Sukses

Pembayaran Polis Nasabah Jiwasraya Tunggu Keputusan Panja

Skema pembayaran polis nasabah Jiwasraya sudah dipersiapkan.

Liputan6.com, Jakarta - Staf Khusus Kementerian BUMN Arya Sinulingga menyatakan, skema pembayaran polis nasabah Jiwasraya sudah dipersiapkan.

Meski demikian, pihaknya tidak bisa langsung membayarkan polis tersebut karena masih harus disepakati penyelesaiannya dengan Dewan Perwakilan Rakyat (DPR) melalui Panitia Kerja (Panja) khusus yang menangani Jiwasraya.

"Jiwasraya kita sudah siapkan skema, uangnya. Tunggu keputusan Panja," ujar Arya, sebagaimana ditulis Selasa (03/03/2020).

Adapun, DPR sendiri masih mengalami masa reses hingga 22 Maret mendatang. Meskipun DPR menyetujui pembayaran, namun skemanya juga harus jelas.

"Pembayaran, kan mereka setuju dibayar. Tapi kalau skemanya nggak sesuai, enggak boleh," imbuh Arya.

Pembentukan holding asuransi sendiri dilakukan sebagai penyehatan Jiwasraya, meski tak membutuhkan keputusan DPR. Holding ini juga sedang dipersiapkan dalam waktu dekat. Holding ini nantinya bakal mengontrol investasi yang sehat di tubuh BUMN asuransi.

"Sub holding memang diperlukan, selama ini di asuransi banyak investasi yang salah. Seperti Jiwasraya kan karena investasi.
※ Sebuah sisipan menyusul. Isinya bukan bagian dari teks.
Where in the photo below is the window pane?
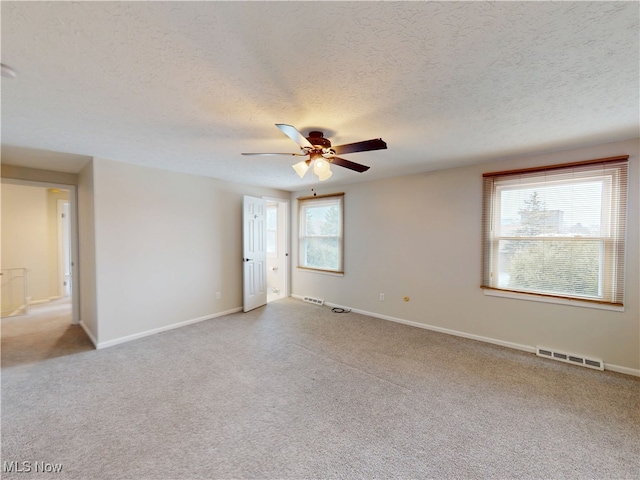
[482,156,628,305]
[499,180,604,237]
[305,205,340,235]
[305,237,340,270]
[299,194,343,273]
[498,240,602,298]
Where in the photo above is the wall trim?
[291,295,640,377]
[80,320,98,348]
[94,307,242,350]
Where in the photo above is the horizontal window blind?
[482,156,628,305]
[298,193,344,273]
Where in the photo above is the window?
[482,156,629,306]
[298,193,344,273]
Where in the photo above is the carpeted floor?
[2,299,640,479]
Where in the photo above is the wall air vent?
[303,297,324,305]
[536,347,604,370]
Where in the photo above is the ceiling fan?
[242,123,387,181]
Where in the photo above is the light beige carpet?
[2,299,640,479]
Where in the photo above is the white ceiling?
[1,1,640,190]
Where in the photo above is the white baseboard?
[80,321,98,348]
[27,298,51,306]
[95,307,242,350]
[604,362,640,377]
[291,295,640,377]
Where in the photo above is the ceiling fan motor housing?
[307,130,331,148]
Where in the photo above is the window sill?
[298,267,344,277]
[483,289,624,312]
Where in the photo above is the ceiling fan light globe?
[318,170,333,182]
[291,160,309,178]
[313,158,330,177]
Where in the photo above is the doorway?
[1,178,79,325]
[266,198,289,303]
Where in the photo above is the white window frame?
[298,193,344,275]
[482,156,628,311]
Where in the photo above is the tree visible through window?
[483,157,627,305]
[298,194,343,272]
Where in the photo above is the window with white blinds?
[482,156,629,306]
[298,193,344,273]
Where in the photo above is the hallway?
[0,297,94,368]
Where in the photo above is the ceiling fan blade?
[276,123,313,148]
[331,138,387,155]
[327,157,370,173]
[241,153,307,157]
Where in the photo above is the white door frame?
[263,197,291,297]
[242,195,267,312]
[57,198,74,297]
[0,178,80,325]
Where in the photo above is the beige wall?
[292,140,640,374]
[89,159,289,346]
[75,160,98,344]
[46,188,69,298]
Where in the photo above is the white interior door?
[242,195,267,312]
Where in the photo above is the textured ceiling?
[1,1,640,190]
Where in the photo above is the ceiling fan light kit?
[242,123,387,182]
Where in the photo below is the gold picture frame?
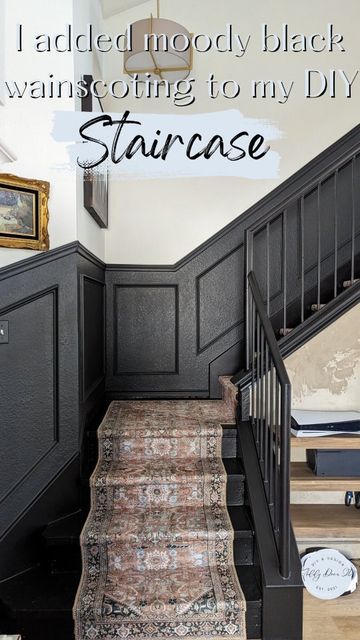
[0,173,50,251]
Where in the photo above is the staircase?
[0,378,263,640]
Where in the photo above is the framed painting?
[81,75,108,229]
[0,173,50,251]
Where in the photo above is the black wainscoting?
[0,121,360,579]
[106,126,360,399]
[0,243,105,579]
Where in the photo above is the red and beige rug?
[74,400,246,640]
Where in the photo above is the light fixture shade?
[124,17,192,83]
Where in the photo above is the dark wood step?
[223,458,245,506]
[42,511,86,573]
[0,568,79,640]
[221,424,237,458]
[236,566,262,640]
[228,506,254,565]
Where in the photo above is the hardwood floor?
[303,560,360,640]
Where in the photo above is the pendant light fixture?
[124,0,192,84]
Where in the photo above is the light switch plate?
[0,320,9,344]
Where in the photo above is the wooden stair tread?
[291,434,360,449]
[291,462,360,490]
[291,504,360,541]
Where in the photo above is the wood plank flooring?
[291,504,360,540]
[303,560,360,640]
[291,462,360,490]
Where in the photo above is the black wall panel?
[0,243,104,579]
[106,127,360,399]
[113,284,178,375]
[0,288,59,502]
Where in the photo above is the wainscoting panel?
[113,284,179,376]
[106,127,360,400]
[0,287,59,502]
[0,247,79,540]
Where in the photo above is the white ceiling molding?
[100,0,149,18]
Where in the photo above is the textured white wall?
[104,0,360,264]
[0,0,77,266]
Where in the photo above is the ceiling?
[100,0,149,18]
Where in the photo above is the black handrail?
[245,150,360,370]
[240,271,291,579]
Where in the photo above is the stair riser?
[47,544,82,574]
[246,602,262,640]
[48,532,254,574]
[226,476,244,507]
[221,437,237,458]
[234,534,254,566]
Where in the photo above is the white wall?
[285,304,360,411]
[0,0,77,266]
[0,0,104,267]
[0,0,360,266]
[73,0,105,260]
[104,0,360,264]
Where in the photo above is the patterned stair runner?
[74,400,246,640]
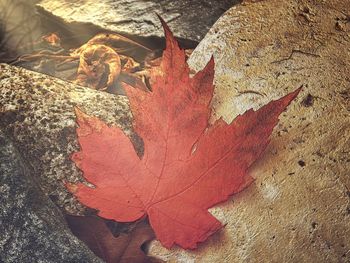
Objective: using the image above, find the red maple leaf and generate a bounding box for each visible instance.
[70,19,300,249]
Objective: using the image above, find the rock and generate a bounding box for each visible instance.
[38,0,239,42]
[0,131,102,263]
[0,64,142,213]
[151,0,350,263]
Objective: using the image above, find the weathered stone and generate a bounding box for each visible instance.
[0,64,141,213]
[38,0,239,42]
[0,131,102,263]
[151,0,350,263]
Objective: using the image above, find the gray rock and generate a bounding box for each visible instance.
[38,0,239,42]
[0,64,141,213]
[0,131,102,263]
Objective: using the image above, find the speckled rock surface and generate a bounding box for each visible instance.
[0,131,102,263]
[38,0,239,42]
[0,64,141,213]
[151,0,350,263]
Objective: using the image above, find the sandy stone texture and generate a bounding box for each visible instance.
[151,0,350,263]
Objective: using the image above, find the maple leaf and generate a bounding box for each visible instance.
[70,21,300,249]
[66,215,160,263]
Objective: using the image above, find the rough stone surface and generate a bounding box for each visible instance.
[151,0,350,263]
[0,131,102,263]
[0,64,141,213]
[38,0,239,42]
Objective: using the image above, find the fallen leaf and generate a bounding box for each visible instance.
[72,18,300,249]
[66,215,160,263]
[76,44,121,90]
Makanya kita bikin untuk mengontrol investasi yang sehat," ujar Arya.   

Saksikan Video Pilihan di Bawah Ini:

2 dari 3 halaman

Opsi Penyertaan Modal Dinilai Jadi Bukti Kasus Jiwasraya Berdampak Sistemik

Pengamat Ekonomi dari Institute For Development of Economics and Finance (Indef), Enny Sri Hartati menyayangkan sikap OJK yang menganggap kasus Jiwasraya tak berdampak sistemik di industri asuransi.

"Konsekuensi statment itu banyak. Jadi pejabat tidak bisa dengan mudah kasih statment seperti itu. Apalagi ini lembaga negara," ujar Enny kepada wartawan di Jakarta, Kamis, (27/2/2020).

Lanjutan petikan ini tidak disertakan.